一人の女性が神妙な面持ちで両手を合わせていた。

ここは彼女の夫と娘が眠る場所だ。

二人を亡くしたのは、今から10年前。

家族に秘密にしていた借金を苦に、夫が一家心中を図ったのだ。

犯行現場は、家族の思い出のつまった自宅。

娘は首を絞められて死亡。

妻も首を絞められて意識を失ったが、数時間後、運良く息を吹き返し、一命をとりとめた。

夫は、二人を手にかけたあと、庭にあった桜で首を吊って死亡した。

遺骨を散骨したのは、その桜の根元だ。

世間は妻を「夫の狂行によって家族を失った悲劇の妻」そして「自らの命すら奪われようとしたにもかかわらず、夫と娘を供養し続ける、健気な妻」と思っている。

だが、妻の心の内は違っていた。

妻は、勝手な理由で大切な娘の命を奪った夫が許せなかった。

この家は元々夫の実家。

桜の木は、夫の誕生を記念して両親が植えたもので、夫の分身とも言えるもの。

散骨の際、夫の遺骨は桜の木の根元に埋葬されたが、娘の遺骨はそこから2メートルほど離れた場所に散骨された。
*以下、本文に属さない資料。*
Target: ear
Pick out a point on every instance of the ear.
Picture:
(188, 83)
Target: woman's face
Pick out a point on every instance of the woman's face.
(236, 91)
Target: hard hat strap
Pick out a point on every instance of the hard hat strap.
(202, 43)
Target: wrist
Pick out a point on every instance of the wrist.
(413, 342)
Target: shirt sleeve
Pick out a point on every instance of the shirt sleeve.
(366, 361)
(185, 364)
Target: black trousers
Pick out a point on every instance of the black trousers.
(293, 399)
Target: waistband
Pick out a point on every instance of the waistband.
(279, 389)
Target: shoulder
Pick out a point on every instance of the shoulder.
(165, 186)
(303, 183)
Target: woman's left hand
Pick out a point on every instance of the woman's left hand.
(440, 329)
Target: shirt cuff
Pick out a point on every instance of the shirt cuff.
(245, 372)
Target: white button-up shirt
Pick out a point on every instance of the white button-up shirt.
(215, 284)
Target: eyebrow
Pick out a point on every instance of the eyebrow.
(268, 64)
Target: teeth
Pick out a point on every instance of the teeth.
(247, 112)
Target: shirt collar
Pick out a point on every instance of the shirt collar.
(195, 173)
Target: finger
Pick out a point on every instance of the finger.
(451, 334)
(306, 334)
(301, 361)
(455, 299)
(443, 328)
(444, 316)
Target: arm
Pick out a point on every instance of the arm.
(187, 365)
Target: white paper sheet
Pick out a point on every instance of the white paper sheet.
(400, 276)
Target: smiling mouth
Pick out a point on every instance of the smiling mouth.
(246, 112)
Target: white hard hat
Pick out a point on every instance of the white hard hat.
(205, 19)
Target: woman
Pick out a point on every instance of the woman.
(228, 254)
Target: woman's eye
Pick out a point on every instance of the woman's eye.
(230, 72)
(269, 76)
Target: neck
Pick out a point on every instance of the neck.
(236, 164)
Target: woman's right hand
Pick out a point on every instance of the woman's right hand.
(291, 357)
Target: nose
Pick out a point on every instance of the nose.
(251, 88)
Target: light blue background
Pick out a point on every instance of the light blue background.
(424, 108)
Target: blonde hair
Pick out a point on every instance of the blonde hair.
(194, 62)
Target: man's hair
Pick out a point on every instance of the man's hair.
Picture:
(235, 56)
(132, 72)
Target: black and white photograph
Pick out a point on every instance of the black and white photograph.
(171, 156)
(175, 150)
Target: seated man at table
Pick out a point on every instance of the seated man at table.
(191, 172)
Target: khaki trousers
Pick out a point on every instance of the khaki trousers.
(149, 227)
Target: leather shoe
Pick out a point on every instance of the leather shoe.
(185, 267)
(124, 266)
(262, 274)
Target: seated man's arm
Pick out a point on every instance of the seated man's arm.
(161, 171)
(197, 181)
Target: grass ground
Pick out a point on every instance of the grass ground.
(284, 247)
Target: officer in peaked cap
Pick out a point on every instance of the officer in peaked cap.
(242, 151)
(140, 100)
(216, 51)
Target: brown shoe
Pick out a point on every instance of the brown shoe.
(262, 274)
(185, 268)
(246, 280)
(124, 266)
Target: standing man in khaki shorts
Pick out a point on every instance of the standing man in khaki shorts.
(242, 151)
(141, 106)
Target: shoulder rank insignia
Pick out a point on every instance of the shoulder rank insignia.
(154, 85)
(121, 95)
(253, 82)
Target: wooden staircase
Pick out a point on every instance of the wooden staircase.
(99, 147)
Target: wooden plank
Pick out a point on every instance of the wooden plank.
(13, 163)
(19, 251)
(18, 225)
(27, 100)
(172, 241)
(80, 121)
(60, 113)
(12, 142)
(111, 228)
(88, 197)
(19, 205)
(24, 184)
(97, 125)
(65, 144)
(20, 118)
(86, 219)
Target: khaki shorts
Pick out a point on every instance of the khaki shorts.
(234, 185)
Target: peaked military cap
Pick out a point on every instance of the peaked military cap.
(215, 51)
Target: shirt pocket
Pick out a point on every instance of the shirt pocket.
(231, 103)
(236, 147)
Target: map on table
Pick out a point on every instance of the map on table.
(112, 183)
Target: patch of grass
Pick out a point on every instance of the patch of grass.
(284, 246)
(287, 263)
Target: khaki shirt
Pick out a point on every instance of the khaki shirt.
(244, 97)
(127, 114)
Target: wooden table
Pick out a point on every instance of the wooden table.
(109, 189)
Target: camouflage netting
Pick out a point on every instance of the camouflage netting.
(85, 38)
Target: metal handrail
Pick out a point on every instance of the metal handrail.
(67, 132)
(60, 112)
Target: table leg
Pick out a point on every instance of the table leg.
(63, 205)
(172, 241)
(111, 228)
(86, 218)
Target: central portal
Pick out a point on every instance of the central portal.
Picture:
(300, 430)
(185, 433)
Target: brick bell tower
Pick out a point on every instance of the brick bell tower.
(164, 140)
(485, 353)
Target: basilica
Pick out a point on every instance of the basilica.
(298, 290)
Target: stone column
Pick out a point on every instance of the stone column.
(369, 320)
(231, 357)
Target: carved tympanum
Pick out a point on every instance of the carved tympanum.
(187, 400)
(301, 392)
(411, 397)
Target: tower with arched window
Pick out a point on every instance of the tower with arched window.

娘の遺骨を散骨した場所には、ぶどうの苗が植えられた。

妻はこの家に暮らし続けながら、桜の木とぶどうを見守り続けてきた。

ぶどうの蔓は、桜に巻きつき、成長とともに幹を強烈に締め上げるようになっていった。

10年を経た今、桜の幹は今にもネジ切られそうなほどに、ぶどうの侵食を受けていた。

今日はお彼岸であると同時に、二人の命日でもあった。

妻が両手を合わせたその時、巻き起こった一辻の疾風が、ネジ切れる寸前だった部分から、とうとう桜の木をポキリとへし折った。

それは娘の分身を利用して、妻が夫への復讐を果たした瞬間であった。

が、その直後、妻の方向へ倒れかかった桜の枝が、妻の喉元を貫き、夫もまた、本懐を成し遂げた瞬間でもあった。

物悲しい秋空の下、そして、誰もいなくなった。